All operations have annual action plans to reduce their carbon footprint based on improving energy and water efficiency, reducing consumption and waste, greening the supply chain, shifting to environmentally friendly inhalers and anaesthetic gases, and instilling behaviour change. We monitor our carbon footprint through quarterly calculations of emissions related to standard factors such as energy consumption and transport, as well as health-specific items such as anaesthetic gas and inhaler use. Importantly, AKHS also calculates the impact of procurement, which accounts for between 70 and 90 percent of our total footprint.

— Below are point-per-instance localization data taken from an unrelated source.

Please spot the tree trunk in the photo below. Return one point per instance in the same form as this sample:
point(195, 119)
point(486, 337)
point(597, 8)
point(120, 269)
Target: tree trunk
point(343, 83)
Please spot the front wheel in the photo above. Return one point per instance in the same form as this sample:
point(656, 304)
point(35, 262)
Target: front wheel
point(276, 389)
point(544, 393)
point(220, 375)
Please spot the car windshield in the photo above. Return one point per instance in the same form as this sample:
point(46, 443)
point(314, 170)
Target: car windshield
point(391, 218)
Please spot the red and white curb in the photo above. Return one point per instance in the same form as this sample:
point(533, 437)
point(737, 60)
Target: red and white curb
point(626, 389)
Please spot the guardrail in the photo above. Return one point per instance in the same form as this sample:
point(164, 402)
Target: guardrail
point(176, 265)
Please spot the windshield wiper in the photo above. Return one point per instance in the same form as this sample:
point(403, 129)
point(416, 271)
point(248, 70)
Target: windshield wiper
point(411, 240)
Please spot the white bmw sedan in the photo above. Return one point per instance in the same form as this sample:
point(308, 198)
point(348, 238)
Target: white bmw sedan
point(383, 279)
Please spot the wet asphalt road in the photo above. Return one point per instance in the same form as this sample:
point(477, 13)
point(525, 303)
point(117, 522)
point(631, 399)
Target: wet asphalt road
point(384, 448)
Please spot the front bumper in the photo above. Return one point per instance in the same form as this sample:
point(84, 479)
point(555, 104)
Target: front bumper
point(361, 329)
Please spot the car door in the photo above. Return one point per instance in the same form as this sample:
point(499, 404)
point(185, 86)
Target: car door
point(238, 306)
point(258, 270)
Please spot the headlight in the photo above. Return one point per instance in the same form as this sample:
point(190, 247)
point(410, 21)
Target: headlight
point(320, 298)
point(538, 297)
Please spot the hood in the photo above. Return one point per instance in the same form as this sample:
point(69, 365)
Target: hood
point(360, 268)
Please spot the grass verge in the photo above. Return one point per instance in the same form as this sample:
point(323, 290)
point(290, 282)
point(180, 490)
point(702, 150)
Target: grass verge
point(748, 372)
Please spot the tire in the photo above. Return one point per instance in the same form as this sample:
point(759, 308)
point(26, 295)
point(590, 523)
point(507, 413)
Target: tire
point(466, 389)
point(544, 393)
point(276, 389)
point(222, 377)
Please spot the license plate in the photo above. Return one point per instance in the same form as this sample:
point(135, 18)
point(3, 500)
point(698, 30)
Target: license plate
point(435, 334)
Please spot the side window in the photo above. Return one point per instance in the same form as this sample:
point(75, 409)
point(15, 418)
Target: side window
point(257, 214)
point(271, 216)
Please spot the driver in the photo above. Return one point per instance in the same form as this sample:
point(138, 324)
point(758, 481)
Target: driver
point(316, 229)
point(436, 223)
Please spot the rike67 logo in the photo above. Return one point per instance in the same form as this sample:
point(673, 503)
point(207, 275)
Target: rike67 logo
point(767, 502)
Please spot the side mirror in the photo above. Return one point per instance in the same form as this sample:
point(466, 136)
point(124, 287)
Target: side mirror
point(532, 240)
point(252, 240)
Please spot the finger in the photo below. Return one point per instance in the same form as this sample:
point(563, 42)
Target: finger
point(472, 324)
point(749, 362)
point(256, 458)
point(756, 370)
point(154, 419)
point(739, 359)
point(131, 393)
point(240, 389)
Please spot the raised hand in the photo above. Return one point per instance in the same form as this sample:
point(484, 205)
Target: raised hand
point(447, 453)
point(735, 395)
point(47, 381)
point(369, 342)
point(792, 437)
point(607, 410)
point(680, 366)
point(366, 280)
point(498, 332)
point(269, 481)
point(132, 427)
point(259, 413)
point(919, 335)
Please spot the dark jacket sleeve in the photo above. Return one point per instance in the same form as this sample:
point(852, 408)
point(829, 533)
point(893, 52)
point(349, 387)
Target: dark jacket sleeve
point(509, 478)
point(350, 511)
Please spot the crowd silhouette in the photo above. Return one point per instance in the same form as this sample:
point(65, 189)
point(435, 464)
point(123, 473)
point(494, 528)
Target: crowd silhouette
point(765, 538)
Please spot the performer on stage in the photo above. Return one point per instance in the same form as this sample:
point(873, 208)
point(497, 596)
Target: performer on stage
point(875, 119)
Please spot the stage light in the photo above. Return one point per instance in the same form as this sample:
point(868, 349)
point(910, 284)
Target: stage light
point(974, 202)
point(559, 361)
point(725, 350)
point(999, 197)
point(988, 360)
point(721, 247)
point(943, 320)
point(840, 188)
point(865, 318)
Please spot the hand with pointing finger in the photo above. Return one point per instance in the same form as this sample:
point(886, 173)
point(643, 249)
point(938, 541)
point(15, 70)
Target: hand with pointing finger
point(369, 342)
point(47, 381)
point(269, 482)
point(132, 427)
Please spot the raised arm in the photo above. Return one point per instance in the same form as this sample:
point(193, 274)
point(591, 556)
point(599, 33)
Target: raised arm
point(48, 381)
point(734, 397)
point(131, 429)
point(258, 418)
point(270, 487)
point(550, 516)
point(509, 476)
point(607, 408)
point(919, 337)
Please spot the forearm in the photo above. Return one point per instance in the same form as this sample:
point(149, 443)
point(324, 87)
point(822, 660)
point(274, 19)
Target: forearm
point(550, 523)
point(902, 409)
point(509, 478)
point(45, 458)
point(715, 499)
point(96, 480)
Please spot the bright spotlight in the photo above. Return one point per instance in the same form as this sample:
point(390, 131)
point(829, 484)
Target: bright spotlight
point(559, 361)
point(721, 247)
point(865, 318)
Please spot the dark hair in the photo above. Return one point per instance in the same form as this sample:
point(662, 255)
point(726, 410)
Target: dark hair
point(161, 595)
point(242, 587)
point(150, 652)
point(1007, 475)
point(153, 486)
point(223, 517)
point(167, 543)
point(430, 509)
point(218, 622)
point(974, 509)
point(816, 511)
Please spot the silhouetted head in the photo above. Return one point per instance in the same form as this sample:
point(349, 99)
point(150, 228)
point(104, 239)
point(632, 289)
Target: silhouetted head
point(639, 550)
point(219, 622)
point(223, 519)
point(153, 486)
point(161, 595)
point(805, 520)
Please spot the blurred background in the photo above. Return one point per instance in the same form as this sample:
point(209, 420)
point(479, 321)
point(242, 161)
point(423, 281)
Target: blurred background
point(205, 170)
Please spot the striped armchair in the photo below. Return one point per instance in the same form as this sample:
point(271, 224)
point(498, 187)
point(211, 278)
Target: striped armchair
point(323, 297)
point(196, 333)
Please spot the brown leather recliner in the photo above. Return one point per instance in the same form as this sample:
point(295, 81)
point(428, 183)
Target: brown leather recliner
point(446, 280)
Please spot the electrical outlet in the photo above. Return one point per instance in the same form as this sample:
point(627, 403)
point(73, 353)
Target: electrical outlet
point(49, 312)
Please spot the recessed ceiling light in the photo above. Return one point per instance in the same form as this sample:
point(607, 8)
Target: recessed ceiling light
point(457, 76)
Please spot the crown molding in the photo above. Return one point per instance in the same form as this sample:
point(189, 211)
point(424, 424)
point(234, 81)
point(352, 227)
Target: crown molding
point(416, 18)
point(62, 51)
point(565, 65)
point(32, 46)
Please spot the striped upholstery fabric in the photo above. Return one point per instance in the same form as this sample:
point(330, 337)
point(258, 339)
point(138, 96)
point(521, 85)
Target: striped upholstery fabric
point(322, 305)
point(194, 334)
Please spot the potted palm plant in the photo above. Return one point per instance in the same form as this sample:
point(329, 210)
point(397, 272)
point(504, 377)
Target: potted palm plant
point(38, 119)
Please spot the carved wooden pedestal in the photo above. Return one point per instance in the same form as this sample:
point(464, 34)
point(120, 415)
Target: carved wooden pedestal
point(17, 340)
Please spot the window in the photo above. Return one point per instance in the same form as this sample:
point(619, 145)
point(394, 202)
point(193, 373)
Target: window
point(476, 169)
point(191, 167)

As AKHS progresses, we learn from others and share our experience with others within and beyond the health sector. With this in view, we strategically collaborate to disseminate our expertise and tools, including to local governments, academia, partners, and the World Health Organization (WHO). This collaboration involves conducting online sessions and actively participating in various fora, such as the UNFCCC Conference of the Parties (COP) and the Alliance for Action on Climate Change and Health (ATACH). Through direct engagements and in partnership with WHO, representatives from Ministries of Health and Environment from various countries worldwide have received orientation training on using AKDN’s carbon management tool and on how to plan actions to align with the UNFCCC COP26 Health Programme commitments.
We engage with communities and health systems to support adaptations to and withstand the consequences of extreme weather events. As we implement actions, we will continue to use our voice as health advocates to increase attention to the climate agenda and influence policies and practice at local and global levels.